Realizing that the maternal death rate cannot be decreased without providing care to pregnant women and that will be only possible by training of midwives, with the help of UNICEF he established a number of new schools of midwifery in different parts of country.

=== Creating a Great Resource for Midwifery ===
Realizing that no books on midwifery were available in the vernacular which seriously hampered teaching, in collaboration with a group of Journalists in Karachi Dr. Shershah started translating midwifery books in to Urdu and Sindhi.  In record time 13 different books, averaging over 400 pages each on midwifery and nursing were translated from English to Urdu and Sindhi which was a great achievement, thus creating a great resource available for teaching in the local languages.  A task of this dimension is usually achieved through Government support; however this was conducted by merely a handful of friends and family.  Results are already showing that these large number of trained midwives will play a vital role in the prevention of maternal morbidity, mortality and prevention of fistula.

== Bibliography ==
He has regularly writing in the DAWN the largest circulating English newspaper on issues related to medical education and the health care system in Pakistan.

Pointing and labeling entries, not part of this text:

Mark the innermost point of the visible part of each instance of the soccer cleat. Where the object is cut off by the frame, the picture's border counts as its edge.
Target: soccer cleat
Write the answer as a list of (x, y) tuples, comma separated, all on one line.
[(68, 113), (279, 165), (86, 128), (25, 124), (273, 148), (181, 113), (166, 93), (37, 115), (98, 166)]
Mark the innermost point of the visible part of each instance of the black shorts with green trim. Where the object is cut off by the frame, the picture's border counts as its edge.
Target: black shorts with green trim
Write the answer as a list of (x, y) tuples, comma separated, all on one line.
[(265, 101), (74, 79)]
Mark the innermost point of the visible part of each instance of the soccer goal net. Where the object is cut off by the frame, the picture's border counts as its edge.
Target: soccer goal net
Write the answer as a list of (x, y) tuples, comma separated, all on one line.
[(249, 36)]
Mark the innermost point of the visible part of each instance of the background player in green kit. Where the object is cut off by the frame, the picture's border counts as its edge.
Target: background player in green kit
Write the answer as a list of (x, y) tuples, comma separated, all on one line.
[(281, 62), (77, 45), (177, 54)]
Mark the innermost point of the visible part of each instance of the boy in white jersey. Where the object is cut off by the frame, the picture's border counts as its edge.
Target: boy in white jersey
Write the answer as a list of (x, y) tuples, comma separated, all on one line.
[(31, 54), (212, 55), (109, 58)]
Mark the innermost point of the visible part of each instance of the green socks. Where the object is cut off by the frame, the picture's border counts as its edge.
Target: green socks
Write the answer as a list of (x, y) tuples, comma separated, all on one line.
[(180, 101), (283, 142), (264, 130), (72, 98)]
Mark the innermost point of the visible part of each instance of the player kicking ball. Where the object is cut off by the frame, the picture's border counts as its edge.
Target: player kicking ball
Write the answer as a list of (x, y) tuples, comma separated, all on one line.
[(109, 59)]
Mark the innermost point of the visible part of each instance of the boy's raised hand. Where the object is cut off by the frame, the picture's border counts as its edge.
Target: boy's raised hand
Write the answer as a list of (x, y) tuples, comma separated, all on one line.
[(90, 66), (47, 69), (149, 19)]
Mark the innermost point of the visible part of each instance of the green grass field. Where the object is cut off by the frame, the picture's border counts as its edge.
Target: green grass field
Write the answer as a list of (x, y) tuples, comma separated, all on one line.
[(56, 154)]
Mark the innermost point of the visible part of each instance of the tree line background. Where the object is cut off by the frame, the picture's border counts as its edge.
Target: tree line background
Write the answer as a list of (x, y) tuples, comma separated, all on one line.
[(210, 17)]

While at Dow Medical College he published two novels:
- Chimniyan Jall Uth Gaen
- Laho Laho Zabanain

He has also authored and published a collection of four books :-
- ILMO AGAHIE KA SAFAR
- AGAHIE KAI CHIRAGH
- AGAHIE KAI NISHAN
- AMRAZ SAE AGAHIE OR HISPATALON KI TAREKH

=== Medical Publications ===
- Gynecological Oncology, Sadiqa Jaffery, Shershah Syed
- Textbook for Midwifery (Urdu)
- Emergency Obstetrical Care for Midwives (Urdu)
- Emergency Obstetrical Care for Family Physicians
- Where Women has no Doctor (Urdu)
- Easy Midwifery (Urdu) translation of Hesperian foundation publication.
- How to teach nursing (Urdu). A book for nursing tutors.
- Teaching Midwifery (Urdu). A book for midwifery tutors.
- Teaching paramedics and O.T. Technicians (Urdu).
- A health hand book for women with disability (Urdu). Hesperian foundation Publication.
- Where there is no doctor (Urdu). Hesperian foundation publication.

== Radio ==
He does a weekly radio program on FM105 called IMO AGAHIE KA SAFAR every Sunday to create awareness in fields like science, literature history and philosophy.